A single 3-cm longitudinal incision was performed under the xiphoid appendage, which was later resected. A nontraumatic ring wound protector was placed. For this technique a glove can be used to ensure the seal and insufflate CO2. Once the robot was docked from the left side of the patient with targeting in the center of the wound, the trocars were inserted on the fingers of the glove and sealed with tape or non-resorbable sutures. Arms one, two and three were activated, while arm four was excluded. The 30° camera was placed on arm three while placing the instruments.

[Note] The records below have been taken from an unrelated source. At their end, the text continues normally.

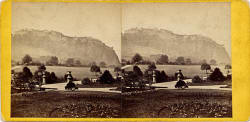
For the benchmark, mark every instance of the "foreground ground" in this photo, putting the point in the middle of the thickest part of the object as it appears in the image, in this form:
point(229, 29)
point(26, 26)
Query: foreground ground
point(164, 103)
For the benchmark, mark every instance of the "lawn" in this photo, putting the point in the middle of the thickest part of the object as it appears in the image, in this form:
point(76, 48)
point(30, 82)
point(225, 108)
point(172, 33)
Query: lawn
point(160, 103)
point(211, 83)
point(82, 72)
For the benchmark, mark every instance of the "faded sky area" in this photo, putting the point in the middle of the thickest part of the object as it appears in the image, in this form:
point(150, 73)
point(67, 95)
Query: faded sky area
point(106, 21)
point(208, 19)
point(97, 20)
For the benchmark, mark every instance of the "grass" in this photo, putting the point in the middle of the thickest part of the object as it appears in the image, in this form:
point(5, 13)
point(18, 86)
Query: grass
point(160, 103)
point(210, 83)
point(82, 72)
point(99, 85)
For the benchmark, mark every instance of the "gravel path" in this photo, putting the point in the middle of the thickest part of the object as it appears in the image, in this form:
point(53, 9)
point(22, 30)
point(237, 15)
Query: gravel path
point(169, 85)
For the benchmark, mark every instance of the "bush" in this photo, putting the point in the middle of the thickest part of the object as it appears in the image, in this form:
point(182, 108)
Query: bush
point(51, 78)
point(86, 81)
point(106, 78)
point(197, 79)
point(161, 76)
point(217, 75)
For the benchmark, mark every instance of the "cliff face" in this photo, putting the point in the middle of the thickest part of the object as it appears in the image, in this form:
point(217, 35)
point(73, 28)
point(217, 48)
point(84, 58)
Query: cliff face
point(50, 43)
point(149, 42)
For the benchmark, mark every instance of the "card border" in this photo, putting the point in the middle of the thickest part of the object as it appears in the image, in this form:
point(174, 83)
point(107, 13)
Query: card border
point(240, 43)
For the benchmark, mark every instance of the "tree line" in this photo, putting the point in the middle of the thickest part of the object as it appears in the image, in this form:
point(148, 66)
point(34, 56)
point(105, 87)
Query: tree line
point(54, 61)
point(164, 59)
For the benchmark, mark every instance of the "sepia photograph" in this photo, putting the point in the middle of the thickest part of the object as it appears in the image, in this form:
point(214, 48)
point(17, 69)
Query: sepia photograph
point(121, 60)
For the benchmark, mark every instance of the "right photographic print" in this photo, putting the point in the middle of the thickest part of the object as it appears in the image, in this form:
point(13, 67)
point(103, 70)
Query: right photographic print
point(181, 50)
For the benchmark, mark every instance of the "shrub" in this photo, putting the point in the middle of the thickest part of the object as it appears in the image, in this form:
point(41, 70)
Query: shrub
point(161, 76)
point(86, 81)
point(197, 79)
point(106, 77)
point(52, 78)
point(217, 75)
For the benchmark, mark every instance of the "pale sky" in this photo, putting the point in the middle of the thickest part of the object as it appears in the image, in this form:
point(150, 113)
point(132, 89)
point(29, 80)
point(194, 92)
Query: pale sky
point(106, 21)
point(98, 20)
point(208, 19)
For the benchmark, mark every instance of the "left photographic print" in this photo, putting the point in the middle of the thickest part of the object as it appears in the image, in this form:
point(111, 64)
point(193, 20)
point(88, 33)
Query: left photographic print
point(65, 59)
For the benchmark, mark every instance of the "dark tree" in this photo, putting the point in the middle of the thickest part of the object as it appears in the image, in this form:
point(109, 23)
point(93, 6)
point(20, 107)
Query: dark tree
point(137, 71)
point(205, 67)
point(188, 61)
point(52, 78)
point(163, 59)
point(106, 78)
point(42, 67)
point(53, 61)
point(197, 79)
point(27, 59)
point(151, 67)
point(161, 76)
point(217, 75)
point(102, 64)
point(95, 69)
point(86, 81)
point(137, 58)
point(180, 60)
point(204, 61)
point(212, 62)
point(70, 62)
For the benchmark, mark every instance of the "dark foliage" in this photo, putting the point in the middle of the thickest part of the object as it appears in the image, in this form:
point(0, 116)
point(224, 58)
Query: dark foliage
point(27, 74)
point(181, 84)
point(137, 71)
point(151, 67)
point(137, 58)
point(217, 75)
point(106, 78)
point(197, 79)
point(27, 59)
point(86, 81)
point(70, 86)
point(51, 78)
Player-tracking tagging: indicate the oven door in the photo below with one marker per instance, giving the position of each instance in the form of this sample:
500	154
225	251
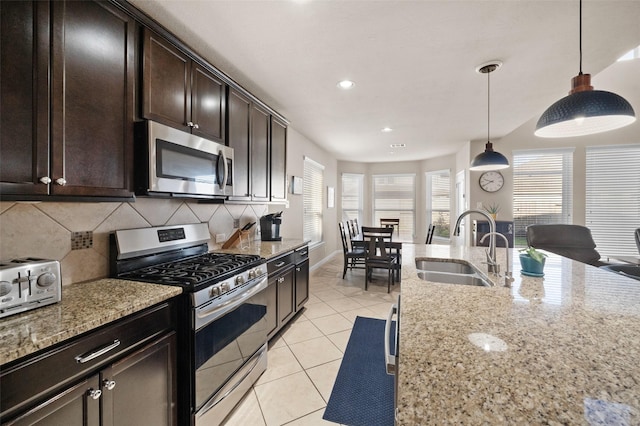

For better visualization during surgery, the 30° camera can be interchanged with other instruments, either in the middle on arm two, or in the right corner of the wound on arm one. The other instruments (usually a fenestrated grasper and a Maryland bipolar dissector) follow on arm one and arm three, to the preference of the surgeon. Every instrument is placed under direct visualization of the camera. Usually, there is no need for another instrument, but when needed the cuff of the glove can be briefly detached to insert a subxiphoid long suction.
The mediastinal pleura was incised starting from down and the dissection continued substernally, detaching the mediastinal and pericardial fat tissue and the reflection of the pleura up to the mammary vessels. At this point the camera was placed in the middle, on arm two, for better visualization of both sides and maneuverability of the instruments. A thorough inspection of the chest cavity was performed, and the dissection was continued with the Vessel Sealer, an energy device which we found to be most suited for the mediastinum. At all points during this approach, both phrenic nerves were visible which makes for a safe dissection by keeping boundaries clear and minimizing the risk of injury. The fat and thymic tissue were thoroughly dissected en-bloc from both sides moving upwards and the camera angle was changed to the right side, on to arm one, allowing for better visualization of the left innominate vein. Both the thymic and lower thyroid veins were dissected and cauterized with the Vessel Sealer, but clips can also be used safely. At this point the thymic tissue was pulled caudally and dissected from the pericardium. After completing the resection and confirming both poles were sealed and completely detached, the thymic tissue was extracted from the wound in an endobag. Proper haemostasis and satisfactory inflation of the lungs were achieved. A single chest tube was inserted, and the wound was closed.
The patient was extubated in the operating room, had an uneventful recovery and was discharged on the fourth postoperative day.
The final pathology was type A thymoma. No further treatment was indicated. Thirty-day follow-up showed normal postoperative status and a fully recovered patient.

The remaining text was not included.